Find Potential Difference Across AB: Capacitance Problem Solved

[rajumahtora]

Homework Statement

In the above circuit, find the potential difference across AB.


2. Solution Online


"C₃₄ = 4μf
C_2,34 = 12μf
C_EQ = 4.8μf
q = C_EQ x V
the q on 1 is 48μC, thus
V₁ = q/c
V₁ = 6v
V_PQ = 10 - 6 = 4v
By Symmetry of 3 and 4 , V_AB = 2v"

3.My question is -
(a).What is Symmetry and how is it used in this case?
(b).How are they combining C_2,34 with C₁ in Series?

Thanks

 

[BvU]

How come you ask about C_{2, 34} in series with C₁ but you do not ask about C₃₄ ?

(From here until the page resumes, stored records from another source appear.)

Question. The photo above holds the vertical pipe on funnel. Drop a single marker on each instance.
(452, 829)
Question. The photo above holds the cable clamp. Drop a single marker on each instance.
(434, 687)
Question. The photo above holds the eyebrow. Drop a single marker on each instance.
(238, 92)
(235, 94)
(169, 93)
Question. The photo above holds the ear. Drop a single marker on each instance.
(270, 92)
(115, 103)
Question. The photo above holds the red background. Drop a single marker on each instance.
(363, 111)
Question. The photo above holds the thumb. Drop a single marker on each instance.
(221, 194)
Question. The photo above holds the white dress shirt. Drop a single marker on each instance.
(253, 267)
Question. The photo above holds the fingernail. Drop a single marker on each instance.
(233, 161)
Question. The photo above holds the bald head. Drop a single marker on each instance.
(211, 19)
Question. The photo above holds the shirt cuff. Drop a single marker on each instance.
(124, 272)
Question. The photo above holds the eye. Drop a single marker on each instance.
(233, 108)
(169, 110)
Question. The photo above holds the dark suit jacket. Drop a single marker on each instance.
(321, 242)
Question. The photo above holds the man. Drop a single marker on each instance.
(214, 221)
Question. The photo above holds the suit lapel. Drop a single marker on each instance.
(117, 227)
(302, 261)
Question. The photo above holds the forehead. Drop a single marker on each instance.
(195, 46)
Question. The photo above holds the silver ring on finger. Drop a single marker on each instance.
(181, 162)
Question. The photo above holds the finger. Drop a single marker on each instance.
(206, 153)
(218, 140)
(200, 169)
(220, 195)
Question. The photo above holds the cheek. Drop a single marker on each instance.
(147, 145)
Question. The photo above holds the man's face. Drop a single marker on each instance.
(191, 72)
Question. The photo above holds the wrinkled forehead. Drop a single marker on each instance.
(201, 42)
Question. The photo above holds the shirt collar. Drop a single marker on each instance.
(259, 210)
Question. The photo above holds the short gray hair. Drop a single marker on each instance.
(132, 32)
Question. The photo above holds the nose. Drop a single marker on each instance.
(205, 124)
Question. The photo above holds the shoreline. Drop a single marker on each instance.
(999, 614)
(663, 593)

The symmetry is that if you swap C₃ and C₄, you get the same situation, so the charge on each must be the same.

 

[rajumahtora]

How come you ask about C_{2, 34} in series with C₁ but you do not ask about C₃₄ ?

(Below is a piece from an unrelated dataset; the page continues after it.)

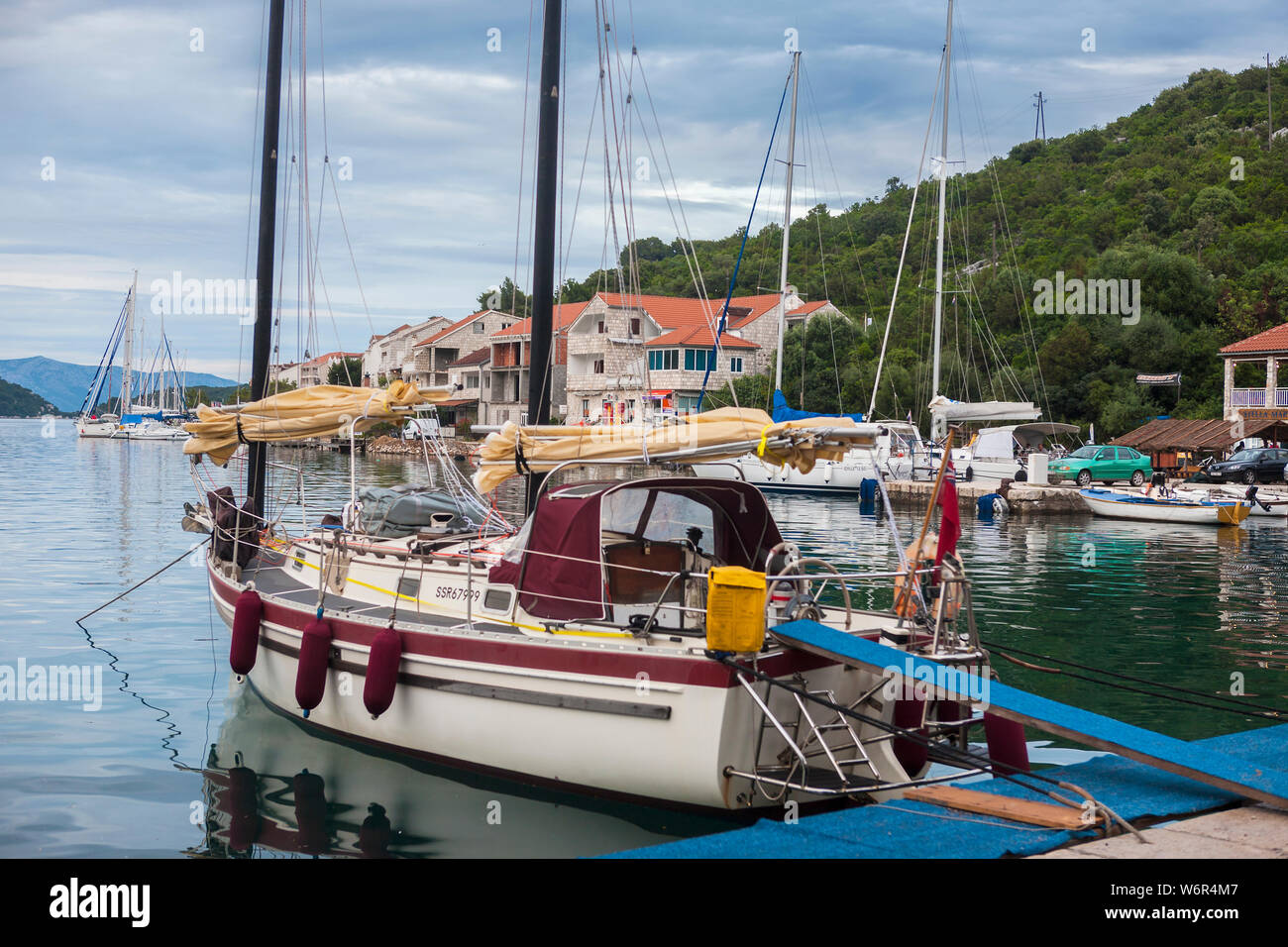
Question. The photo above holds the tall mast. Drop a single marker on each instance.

The symmetry is that if you swap C₃ and C₄, you get the same situation, so the charge on each must be the same.

How is same charge possible on both C₃ and C₄ and potential difference between B and A is different and P and A is different?
and how is V_AB = 2v using this ?

 

[willem2]

How is same charge possible on both C₃ and C₄ and potential difference between B and A is different and P and A is different?
and how is V_AB = 2v using this ?

C3 and c4 are in series, so the current through them will always be the same. If they start out with the same charge.m they will always have the same charge across them.

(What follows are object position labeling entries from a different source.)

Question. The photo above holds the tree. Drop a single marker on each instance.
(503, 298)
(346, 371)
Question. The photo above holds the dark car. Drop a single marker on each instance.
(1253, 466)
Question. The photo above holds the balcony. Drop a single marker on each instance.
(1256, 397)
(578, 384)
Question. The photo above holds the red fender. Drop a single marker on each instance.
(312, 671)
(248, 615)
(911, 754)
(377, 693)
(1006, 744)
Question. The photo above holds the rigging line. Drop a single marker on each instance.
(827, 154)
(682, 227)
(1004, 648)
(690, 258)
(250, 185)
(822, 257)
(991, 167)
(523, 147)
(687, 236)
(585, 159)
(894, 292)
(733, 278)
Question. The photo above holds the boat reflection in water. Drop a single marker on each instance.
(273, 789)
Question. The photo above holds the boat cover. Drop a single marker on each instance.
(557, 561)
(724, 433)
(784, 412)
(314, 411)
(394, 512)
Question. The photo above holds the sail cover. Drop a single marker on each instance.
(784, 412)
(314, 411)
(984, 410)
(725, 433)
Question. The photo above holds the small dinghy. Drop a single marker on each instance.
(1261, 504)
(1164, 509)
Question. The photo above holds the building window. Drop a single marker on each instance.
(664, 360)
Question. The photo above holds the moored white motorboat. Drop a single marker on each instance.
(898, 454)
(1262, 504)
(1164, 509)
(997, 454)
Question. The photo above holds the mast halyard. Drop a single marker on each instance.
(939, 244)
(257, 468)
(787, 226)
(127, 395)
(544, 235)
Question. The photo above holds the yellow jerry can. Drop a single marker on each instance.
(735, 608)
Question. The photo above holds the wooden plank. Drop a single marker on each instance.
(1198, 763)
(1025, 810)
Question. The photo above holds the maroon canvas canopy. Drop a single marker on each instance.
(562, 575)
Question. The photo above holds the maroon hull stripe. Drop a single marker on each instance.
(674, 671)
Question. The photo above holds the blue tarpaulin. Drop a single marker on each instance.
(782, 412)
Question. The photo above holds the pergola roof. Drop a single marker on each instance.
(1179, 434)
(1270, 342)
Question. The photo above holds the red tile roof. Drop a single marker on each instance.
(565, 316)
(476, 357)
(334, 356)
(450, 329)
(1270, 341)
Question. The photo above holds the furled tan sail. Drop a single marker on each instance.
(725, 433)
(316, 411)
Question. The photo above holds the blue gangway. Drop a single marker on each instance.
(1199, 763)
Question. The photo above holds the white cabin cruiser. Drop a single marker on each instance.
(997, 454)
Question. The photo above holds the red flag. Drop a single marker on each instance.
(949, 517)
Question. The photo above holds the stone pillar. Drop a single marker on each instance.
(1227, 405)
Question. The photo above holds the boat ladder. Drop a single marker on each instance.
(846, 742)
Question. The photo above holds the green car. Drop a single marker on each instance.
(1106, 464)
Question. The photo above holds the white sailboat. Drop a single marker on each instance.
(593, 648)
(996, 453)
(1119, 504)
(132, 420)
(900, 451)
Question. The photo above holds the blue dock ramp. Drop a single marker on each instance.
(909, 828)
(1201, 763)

Why do you think that the potential difference between P and A and the potential difference between A and B are different?

 

[BvU]

Charge on right plate of capacitor 3 + charge on top plate of capacitor 4 = 0
Q = C V, Q same, C same, therefore V same. Vpb = 4 Volt so Vpa = Vab = 2 V

You know about calculating equivalent capacitance of capacitors in series ?